Ansel Adams – Romanticism case study

Ansel Adams was an American landscape photographer and environmentalist known for his Black And White images of the American West. Adams helped found the anti-pictorialist Group f/64, an association of photographers advocating “pure” photography that favoured sharp focus and the use of the full tonal range of a photograph.

Adams was a life-long advocate for environmental conservation, and his photographic practice was deeply entwined with this advocacy. At age 12, he was given his first camera during his first visit to Yosemite national park. He developed his early photographic work as a member of the Sierra Club. He was later contracted with the U.S Department of the interior to make photographs of U.S. National Parks; his work and his persistent advocacy helped expand the National Park system.

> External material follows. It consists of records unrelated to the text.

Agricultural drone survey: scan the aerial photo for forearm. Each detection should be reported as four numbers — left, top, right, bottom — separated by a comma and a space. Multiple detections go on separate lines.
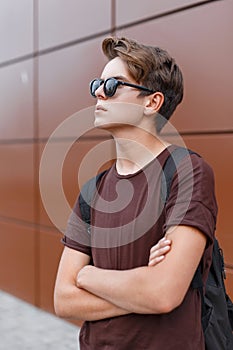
54, 285, 129, 321
77, 266, 170, 314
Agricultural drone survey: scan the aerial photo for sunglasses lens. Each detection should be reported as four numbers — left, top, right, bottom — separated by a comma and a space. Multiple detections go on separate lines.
104, 78, 118, 97
90, 79, 103, 97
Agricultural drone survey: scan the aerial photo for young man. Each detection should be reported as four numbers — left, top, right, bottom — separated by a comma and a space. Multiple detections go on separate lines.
54, 38, 217, 350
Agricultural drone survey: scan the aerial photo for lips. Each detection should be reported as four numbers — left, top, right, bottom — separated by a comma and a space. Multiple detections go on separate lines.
95, 105, 106, 111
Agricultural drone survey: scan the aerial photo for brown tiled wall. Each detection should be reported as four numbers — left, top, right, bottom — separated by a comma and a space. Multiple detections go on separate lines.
0, 0, 233, 318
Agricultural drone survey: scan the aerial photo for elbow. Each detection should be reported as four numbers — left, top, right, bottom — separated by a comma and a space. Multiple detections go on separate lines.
53, 293, 72, 319
157, 292, 184, 314
53, 295, 67, 318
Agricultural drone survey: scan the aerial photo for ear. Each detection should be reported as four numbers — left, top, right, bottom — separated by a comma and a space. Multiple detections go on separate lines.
144, 92, 164, 116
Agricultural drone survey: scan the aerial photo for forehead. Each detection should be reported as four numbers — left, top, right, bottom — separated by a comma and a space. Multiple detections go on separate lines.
101, 57, 130, 79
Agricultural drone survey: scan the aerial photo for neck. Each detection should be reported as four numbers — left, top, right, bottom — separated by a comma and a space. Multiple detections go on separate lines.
113, 128, 168, 175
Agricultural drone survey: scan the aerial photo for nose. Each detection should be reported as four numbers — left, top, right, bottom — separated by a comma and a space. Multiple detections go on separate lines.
95, 84, 107, 100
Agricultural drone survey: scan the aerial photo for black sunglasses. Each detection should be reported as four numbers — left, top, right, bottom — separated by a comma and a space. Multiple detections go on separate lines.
90, 78, 154, 97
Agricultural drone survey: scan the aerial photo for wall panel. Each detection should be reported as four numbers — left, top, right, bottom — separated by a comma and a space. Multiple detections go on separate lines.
116, 0, 204, 26
39, 0, 111, 49
39, 38, 109, 137
0, 144, 34, 222
0, 60, 33, 140
0, 222, 35, 304
117, 0, 233, 132
0, 0, 33, 63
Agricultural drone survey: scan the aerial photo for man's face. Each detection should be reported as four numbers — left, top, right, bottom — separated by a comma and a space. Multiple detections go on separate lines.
92, 57, 145, 131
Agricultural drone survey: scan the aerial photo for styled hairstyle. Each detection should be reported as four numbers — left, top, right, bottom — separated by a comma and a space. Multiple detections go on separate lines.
102, 37, 183, 131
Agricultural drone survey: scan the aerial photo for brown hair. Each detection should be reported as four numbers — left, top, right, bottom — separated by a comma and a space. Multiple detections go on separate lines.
102, 37, 183, 131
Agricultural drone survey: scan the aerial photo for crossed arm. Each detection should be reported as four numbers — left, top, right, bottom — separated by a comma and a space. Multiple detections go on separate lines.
54, 226, 206, 320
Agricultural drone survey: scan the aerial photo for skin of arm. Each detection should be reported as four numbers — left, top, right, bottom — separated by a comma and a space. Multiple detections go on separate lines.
54, 247, 129, 321
76, 226, 206, 314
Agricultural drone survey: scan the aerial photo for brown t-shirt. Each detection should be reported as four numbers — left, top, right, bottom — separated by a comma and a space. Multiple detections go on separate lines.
63, 146, 217, 350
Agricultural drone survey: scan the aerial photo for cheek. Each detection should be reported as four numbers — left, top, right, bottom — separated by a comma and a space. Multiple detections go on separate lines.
95, 102, 144, 126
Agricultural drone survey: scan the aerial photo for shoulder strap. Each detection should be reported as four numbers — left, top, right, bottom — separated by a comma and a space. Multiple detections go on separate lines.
161, 147, 200, 203
79, 170, 106, 233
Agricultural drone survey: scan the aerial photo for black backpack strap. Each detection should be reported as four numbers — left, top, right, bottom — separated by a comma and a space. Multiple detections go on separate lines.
79, 170, 106, 233
161, 147, 200, 203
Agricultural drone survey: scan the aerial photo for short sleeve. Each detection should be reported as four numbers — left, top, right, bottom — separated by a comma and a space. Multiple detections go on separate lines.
164, 154, 217, 244
62, 197, 91, 256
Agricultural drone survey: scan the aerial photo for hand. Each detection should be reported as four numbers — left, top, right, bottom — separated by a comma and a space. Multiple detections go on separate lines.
148, 237, 171, 266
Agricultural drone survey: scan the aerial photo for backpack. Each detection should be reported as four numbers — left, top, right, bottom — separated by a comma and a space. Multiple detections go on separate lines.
79, 147, 233, 350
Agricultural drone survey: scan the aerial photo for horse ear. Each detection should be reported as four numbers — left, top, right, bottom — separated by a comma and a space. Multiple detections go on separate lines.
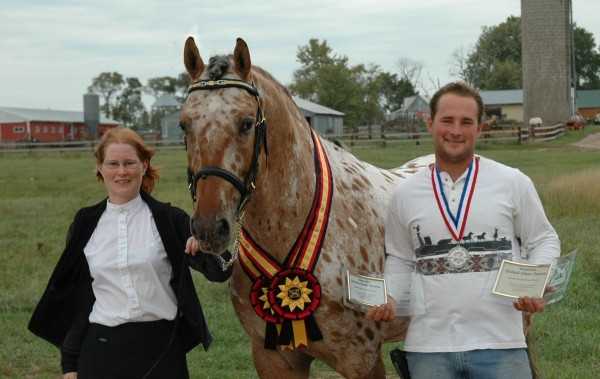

Adams went to to these national parks and then used his camera with a colour filter to make the picture look more dramatic than it actually was. He knew that one day the national parks would become tampered with and impure so he wanted to preserve the memory that he had, and what he saw at the time.

Here are some of his images:

He used his camera to place himself in areas where there is a large amount of action in the scene, he also had very little open sky showing in them and this meant that all the focus was on the trees, the mountains and the lakes.

He believed alot in the style of strait photography, this is that he used a very high f stop. The reason that he did this is because he believes that having a low f stop isn’t the way that we see the world and that having a low f stop is hiding the true reality. As I said earlier he was part of a group called f/64 they were a group of people who believed in taking photos with a high aperture.